AI-Generated Content: All content on this page was generated by AI to highlight key points from the meeting. For complete details and context, we recommend watching the full video. so we can fix them.

Summary

The county board approved MetCom’s request to submit a DHCD loan application for roughly $36 million to fund wastewater and force‑main projects constrained by a Maryland Department of the Environment consent decree; commissioners debated reserve levels and loan timing before approving the request.

The Commissioners of St. Mary's County voted to allow the St. Mary’s Metropolitan Commission (MetCom) to submit a Maryland Department of Housing and Community Development (DHCD) loan application for major capital projects and a separate 10‑year loan for vehicles and equipment.

MetCom representatives told the board the 30‑year application would support several large projects — including the Piney Point force main, the Forest Run wastewater pump station and the Piney Point wastewater pump station — that are constrained by timelines set in a Maryland Department of the Environment consent decree. MetCom said the DHCD loan program's flexibility and bundling with other applicants helps secure better terms and lets the utility transfer funds among projects if bids vary.

“In fact, the 36,000,000 number seems relatively high compared to the amount of past loans,” a MetCom presenter said, but added DHCD plans to bundle requests to achieve better rates and distribution of administrative costs.
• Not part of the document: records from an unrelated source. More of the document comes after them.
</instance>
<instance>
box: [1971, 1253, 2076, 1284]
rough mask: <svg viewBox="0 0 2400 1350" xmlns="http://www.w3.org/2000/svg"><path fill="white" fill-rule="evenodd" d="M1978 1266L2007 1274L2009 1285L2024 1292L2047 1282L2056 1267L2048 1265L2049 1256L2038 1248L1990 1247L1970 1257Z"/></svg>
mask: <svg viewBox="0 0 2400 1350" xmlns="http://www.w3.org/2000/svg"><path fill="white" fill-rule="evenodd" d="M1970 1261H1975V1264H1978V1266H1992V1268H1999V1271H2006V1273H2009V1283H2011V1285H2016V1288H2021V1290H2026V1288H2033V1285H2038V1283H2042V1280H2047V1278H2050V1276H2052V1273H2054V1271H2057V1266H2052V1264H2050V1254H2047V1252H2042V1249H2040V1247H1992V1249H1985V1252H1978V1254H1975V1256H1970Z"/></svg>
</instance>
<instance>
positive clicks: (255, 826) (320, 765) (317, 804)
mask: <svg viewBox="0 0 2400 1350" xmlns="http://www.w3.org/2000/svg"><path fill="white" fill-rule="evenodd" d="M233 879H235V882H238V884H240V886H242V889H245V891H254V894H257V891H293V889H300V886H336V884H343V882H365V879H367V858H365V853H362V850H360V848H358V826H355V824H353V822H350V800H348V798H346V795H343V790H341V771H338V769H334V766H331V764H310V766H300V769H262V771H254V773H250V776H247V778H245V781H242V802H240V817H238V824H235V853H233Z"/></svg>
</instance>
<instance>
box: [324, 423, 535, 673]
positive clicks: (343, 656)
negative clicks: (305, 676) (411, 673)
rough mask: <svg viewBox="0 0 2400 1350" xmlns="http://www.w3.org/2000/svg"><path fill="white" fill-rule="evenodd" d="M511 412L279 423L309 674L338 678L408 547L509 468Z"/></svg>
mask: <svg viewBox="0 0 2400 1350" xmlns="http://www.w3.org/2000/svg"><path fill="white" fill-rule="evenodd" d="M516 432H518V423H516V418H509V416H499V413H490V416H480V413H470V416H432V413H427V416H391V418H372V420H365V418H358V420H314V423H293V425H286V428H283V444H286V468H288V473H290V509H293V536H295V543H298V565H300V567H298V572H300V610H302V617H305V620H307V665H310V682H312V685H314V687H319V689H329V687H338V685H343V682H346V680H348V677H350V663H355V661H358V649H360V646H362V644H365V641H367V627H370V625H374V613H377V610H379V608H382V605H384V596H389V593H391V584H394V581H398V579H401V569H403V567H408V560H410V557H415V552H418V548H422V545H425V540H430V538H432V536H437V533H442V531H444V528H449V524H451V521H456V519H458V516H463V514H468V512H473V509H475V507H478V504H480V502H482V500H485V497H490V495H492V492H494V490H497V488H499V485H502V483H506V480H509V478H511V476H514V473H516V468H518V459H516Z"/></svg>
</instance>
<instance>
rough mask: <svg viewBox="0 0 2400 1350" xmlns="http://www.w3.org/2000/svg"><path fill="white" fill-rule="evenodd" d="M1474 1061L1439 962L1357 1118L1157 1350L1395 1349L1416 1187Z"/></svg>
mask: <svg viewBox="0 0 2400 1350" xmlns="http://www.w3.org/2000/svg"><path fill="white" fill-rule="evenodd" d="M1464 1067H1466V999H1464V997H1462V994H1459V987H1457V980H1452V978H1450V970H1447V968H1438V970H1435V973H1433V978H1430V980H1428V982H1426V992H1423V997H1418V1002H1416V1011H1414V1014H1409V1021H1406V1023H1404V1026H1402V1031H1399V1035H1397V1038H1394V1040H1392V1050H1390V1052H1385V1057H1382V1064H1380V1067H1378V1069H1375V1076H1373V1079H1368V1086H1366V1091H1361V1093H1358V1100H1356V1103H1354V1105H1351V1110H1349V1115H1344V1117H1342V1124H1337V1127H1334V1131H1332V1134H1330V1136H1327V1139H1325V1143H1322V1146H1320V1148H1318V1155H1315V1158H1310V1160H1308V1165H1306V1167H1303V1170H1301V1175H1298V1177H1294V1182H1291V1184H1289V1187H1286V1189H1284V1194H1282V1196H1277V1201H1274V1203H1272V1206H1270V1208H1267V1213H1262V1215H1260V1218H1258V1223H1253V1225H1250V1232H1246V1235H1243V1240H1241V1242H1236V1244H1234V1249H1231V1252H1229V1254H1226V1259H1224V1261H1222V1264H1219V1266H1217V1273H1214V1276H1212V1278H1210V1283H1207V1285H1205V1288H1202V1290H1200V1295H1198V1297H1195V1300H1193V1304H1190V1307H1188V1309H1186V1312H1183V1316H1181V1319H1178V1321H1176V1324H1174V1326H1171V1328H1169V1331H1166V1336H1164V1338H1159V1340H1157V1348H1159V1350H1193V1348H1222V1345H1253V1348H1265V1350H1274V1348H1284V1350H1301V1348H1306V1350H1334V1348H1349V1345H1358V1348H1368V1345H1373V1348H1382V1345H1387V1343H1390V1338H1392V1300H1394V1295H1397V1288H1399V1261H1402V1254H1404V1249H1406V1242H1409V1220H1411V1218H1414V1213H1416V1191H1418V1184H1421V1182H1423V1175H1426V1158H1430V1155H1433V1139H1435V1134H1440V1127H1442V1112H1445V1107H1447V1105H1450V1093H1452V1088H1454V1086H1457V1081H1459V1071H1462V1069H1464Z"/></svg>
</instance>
Presenters also described prior DHCD borrowing and an outstanding draw balance on a previous package.

Commissioners pressed MetCom on whether to borrow now and begin paying principal and interest within 180 days of drawing funds, or to stage smaller requests in later years to reduce interest paid while projects remain in design. MetCom responded that most consent‑decree projects are construction‑ready, that permitting precedes bidding, and that projects would be staggered so draws occur over multiple years.

After extended questioning about reserves, obligated funds and alternatives such as Maryland Water Quality Fund loans, the board approved MetCom’s motions. The commission voted to permit MetCom to submit a 30‑year DHCD loan application not to exceed $35,993,393 plus issuance and administrative fees, and separately approved a 10‑year DHCD application not to exceed $1,215,000 for vehicles and equipment.

The board recorded dissent during the deliberations but approved both requests and authorized the commissioner president to sign related documents. MetCom said it will return with further capital‑budget and draw‑schedule details as projects move to bid and construction.